Obviously I'm a new member and wanted to say how great this site is. I registered last night and spent about 3 hours just browsing. Everyone seems to want to help out fellow outdoorsmen. 

I have a lake house at Possum Kingdom and don't get to go up very often. I live in Houston and it's about 300 miles. I go up a couple of times a year and take some buddies. I wanted to see if anyone had fished PK lately? I know that the golden algae killed a bunch of fish a couple of years ago, but the last two years fishing has improved. Does anyone know if the algae is hitting PK hard? The TPWD site doesn't go into much detail.

I'm gonna try and post a pic of an all nighter we had last summer fishing the lights off my dock. Not sure if the pic will show up.

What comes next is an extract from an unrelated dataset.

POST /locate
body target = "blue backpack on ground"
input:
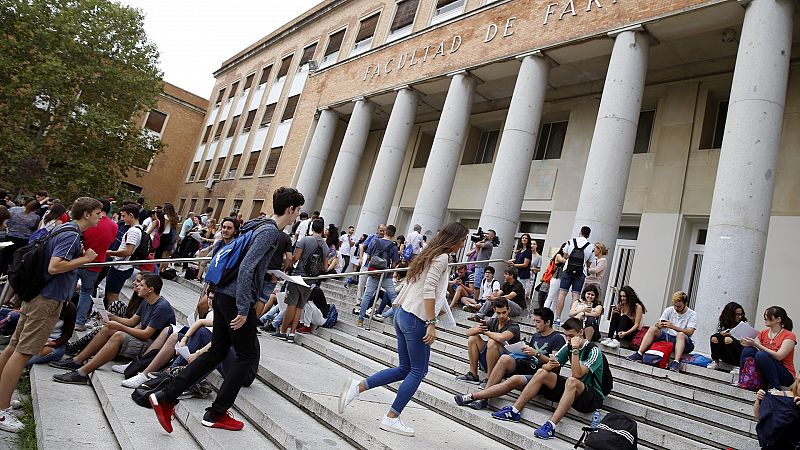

Thanks in advance and good luck.


----------



## PK-Russ (Mar 14, 2007)

Here's another from Memorial Day weekend.


----------



## Guest (Mar 15, 2007)

welcome aboard nice pic's.not familiar with Possum Kingdom?


----------



## John Paul (Feb 22, 2006)

White Bass?

It looks like there is about 145 in the first photo, Looks like a fun night.


----------



## Profish00 (May 21, 2004)

One of of my good friends works at the dam, not sure about the fishing. He loves it up there.


----------



## SaltH2oAssassin (Jan 25, 2006)

Welcome aboard. This site is one of the best sites i've seen. Glad for you to join us. Nice pics and look forward to hearing more reports and seeing more pics.


----------



## activescrape (Jan 8, 2006)

I think the fishing is slowly getting better. It will be a long time before the glory days of the mid to late 90's return. I spent many a day there in the middle of schools of topwater striper. Now I go just a couple of times a year. My BIL lives on the lake.


----------



## whitewetahook (Mar 16, 2005)

I have heard it is slow up that way but I might be wrong. I have also heard Whitney has had a bit of GA found but it seems to only be affecting the baitfish. Not to sure about Granbury eigther. You know they are all tied in w/ the Brazos and it seems to love that river. I live near Stephenville and fish Proctor often w/ great sucess lately.


----------



## CAPT JB (Jun 6, 2006)

so when are we going buuuuuuuuddy.boy i wish i was there having fun with ya'll guys:biggrin:


----------



## jdsuperbee (Jun 13, 2007)

Dude. I live in Ft. Worth. How's about sending me a key and I'll keep the lights on for ya and keep the cobwebs out? Just kidding. PK's beautiful with great fishing. Haven't heard about GA at PK lately, but it's been a problem in the last year at Granbury, and Whitney had a kill off last year in the upper part of the lake.


----------



## tylr_walker (Jun 12, 2007)

nice catch


----------